I shan’t speculate on Iran’s next move, but it’s safe to say that, since this past May, Tehran’s been re-visiting its playbook from 2005 and 2006 when, shortly after the election of President Ahmadinejad, the government gradually resumed nuclear activities that it had suspended pursuant to Iran’s 2003 and 2004 agreements with the E3. During that time, Iran also stopped implementing its additional protocol and other transparency measures contained in the aforementioned agreements with the E3. The point is that, although Iran has been complying with all of its JCPOA-related monitoring and inspection requirements, there is precedent for Tehran to decrease such compliance.
Perhaps Iran will go that route, but doing so risks provoking one or all of the P4+1 into supporting an UNSCR 2231 snapback resolution. Those countries may currently be reluctant to take this step if they value Iranian implementation of the aforementioned monitoring and inspection measures, as well as other constraints (such as those in Section T); a snapback resolution could obviously tank Iranian cooperation with those measures. For its part, Iran argues that Tehran is observing fewer JCPOA restrictions because the E3 hasn’t done enough to blunt the impact of the reimposed U.S. sanctions. But despite the sanctions, Iran still gets some benefits from remaining in the agreement, such as the international legal legitimacy of its nuclear program and the end of the prohibition on importing weapons.

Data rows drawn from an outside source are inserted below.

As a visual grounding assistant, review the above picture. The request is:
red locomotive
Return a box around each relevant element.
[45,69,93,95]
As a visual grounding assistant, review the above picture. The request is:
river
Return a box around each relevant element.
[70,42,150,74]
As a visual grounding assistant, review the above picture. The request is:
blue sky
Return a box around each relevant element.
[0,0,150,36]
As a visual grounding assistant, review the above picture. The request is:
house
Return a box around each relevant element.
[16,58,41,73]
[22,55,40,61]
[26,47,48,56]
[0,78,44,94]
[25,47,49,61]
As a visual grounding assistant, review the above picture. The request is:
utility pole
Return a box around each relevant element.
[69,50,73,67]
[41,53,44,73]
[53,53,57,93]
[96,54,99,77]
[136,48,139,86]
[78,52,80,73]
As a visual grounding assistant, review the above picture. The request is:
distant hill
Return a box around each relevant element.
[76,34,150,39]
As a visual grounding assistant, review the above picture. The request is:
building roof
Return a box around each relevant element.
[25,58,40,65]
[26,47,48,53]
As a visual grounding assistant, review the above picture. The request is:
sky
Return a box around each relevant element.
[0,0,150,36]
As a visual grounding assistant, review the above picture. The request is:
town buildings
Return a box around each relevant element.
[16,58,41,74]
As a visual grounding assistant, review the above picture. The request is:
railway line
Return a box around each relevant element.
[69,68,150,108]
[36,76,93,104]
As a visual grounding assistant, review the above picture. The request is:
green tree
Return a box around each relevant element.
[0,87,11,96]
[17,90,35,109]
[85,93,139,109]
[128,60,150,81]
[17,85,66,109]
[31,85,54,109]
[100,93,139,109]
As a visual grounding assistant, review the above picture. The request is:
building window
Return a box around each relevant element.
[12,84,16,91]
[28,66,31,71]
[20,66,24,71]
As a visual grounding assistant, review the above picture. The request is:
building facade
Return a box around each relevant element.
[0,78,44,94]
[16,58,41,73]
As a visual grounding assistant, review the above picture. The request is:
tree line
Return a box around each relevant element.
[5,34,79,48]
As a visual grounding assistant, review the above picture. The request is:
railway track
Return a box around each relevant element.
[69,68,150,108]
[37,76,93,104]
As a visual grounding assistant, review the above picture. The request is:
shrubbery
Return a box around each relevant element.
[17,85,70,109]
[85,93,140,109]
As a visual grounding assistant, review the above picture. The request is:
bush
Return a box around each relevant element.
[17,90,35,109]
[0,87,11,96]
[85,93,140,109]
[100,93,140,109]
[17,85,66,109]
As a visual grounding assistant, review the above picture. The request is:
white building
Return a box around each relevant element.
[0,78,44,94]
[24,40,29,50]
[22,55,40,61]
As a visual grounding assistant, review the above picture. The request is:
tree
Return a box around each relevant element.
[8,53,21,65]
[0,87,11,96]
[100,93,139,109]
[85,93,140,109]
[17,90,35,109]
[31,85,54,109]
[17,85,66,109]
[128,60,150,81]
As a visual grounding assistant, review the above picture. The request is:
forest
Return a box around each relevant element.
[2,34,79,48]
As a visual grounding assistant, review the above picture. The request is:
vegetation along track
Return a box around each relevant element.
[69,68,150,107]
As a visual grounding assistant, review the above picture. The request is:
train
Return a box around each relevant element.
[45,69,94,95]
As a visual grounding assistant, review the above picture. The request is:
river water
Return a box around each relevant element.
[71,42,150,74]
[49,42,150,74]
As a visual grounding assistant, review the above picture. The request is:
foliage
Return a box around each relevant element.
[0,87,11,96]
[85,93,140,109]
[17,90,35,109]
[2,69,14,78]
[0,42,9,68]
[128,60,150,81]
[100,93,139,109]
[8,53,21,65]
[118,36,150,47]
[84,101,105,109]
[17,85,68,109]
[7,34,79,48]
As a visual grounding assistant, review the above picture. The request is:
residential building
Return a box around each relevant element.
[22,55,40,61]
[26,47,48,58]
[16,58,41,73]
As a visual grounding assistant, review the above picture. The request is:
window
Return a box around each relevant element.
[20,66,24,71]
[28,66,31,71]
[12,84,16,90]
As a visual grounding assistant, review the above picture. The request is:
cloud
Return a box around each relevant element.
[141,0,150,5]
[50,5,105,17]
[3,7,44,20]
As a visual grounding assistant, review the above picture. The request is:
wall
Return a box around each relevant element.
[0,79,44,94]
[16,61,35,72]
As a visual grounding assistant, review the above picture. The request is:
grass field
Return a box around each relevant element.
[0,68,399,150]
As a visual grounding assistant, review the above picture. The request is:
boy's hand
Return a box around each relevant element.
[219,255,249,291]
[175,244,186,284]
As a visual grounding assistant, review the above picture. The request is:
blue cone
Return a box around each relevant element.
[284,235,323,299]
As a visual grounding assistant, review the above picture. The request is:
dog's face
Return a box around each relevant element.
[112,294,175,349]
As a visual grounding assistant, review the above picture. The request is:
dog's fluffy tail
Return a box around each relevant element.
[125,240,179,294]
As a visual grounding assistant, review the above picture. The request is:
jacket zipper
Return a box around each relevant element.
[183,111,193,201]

So both sides have an incentive to avoid a snapback resolution and remain in the agreement. Having said that, the situation is plainly volatile. I will display penetrating insight into the glaringly obvious by noting that, despite the incentives for Iran to continue its JCPOA participation and also avoid snapback, the government’s propensity to push boundaries seems at least a function of the Iranian political system’s tolerance. Put another way, domestic political opinion may change the government’s cost/benefit analysis and result in Iranian actions that will truly result in the JCPOA’s demise.